I once received a really important, really private, very short tidbit of information via a subtly-clever use of a draft-saved, server-side message in a quotidian comms channel. No, I won’t go into details — sorry. But the point of that is that, if you are dealing with legit life-and-death shit, then there’s no magic security-perfect comms gadget that will get it from me to you with nobody seeing it, 100% confidence. To do that, you need to do alot of work, think alot about adversaries, study the subtle ways smart (read: “intelligence community”) people do in the field, etc.
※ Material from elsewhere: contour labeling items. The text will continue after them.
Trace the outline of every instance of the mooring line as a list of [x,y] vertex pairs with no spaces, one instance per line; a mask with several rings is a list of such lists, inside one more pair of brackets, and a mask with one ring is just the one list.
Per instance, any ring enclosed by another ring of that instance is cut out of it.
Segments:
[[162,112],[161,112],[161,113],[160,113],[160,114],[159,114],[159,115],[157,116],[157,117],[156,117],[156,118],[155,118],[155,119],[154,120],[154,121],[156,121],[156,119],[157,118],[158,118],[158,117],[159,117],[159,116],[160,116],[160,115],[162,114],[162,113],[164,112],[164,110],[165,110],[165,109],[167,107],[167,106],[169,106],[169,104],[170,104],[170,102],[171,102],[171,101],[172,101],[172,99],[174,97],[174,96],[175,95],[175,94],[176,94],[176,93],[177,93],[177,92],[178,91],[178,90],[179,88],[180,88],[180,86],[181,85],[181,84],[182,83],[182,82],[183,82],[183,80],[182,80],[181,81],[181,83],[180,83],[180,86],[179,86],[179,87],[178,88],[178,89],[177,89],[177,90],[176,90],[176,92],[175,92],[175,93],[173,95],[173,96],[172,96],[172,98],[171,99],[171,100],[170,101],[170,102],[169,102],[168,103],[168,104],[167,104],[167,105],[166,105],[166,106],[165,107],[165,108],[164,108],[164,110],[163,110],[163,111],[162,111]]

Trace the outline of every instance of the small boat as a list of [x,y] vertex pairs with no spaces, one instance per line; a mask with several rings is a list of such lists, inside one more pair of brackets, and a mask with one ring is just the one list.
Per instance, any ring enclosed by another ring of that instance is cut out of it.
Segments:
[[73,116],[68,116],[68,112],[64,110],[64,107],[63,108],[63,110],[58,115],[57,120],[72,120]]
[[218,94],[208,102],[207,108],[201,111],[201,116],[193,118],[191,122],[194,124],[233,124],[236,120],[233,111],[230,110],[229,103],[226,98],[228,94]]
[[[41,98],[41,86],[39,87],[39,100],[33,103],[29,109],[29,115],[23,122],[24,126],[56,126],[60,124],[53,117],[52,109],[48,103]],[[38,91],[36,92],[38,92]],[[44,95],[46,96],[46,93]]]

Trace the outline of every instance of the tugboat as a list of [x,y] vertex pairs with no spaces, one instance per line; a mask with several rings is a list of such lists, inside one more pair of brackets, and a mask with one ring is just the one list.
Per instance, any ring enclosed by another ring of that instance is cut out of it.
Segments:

If you aren’t willing to do that, then you had best learn tradecraft: dead drops, etc. I know fuck-all of tradecraft, btw, so don’t ask me for advice on how to do it — I fucked up the only dead drop I ever tried to retrieve, which just goes to show.

And yes, I’m one of the founders of the “consumer VPN industry” — started our first company in that space in late 2006 (using openVPN), back when Relakks was still minting money with PPTP. Wait, they still are, aren’t they? Hahahaha. Anyhow, I know a little bit about (civilian) secure comms tech, and I also know how easy it is to do it wrong. <thumps chest>

~ ~ ~

Serious note: if you are someone reading this who actually wants to communicate with me, and has legit security concerns, here’s my advice. First, think about what you’re trying to keep secure, and from whom. Your identity? The content of your message? Against LEO (ie cops), or spies, or hate-group losers, or..?

Because, at one end of the spectrum, if you’re doing heavy work that a nation-state-level adversary wants to know about and you need to talk with me about that work without anyone knowing about it or you will be tortured to death (I’ve had a few of those convos over the decades), then you need to do alot of research before you ever ping me (or read this page!). I’ll reciprocate from my end if this is the level of play in your world, and I won’t drop the ball and leave you exposed.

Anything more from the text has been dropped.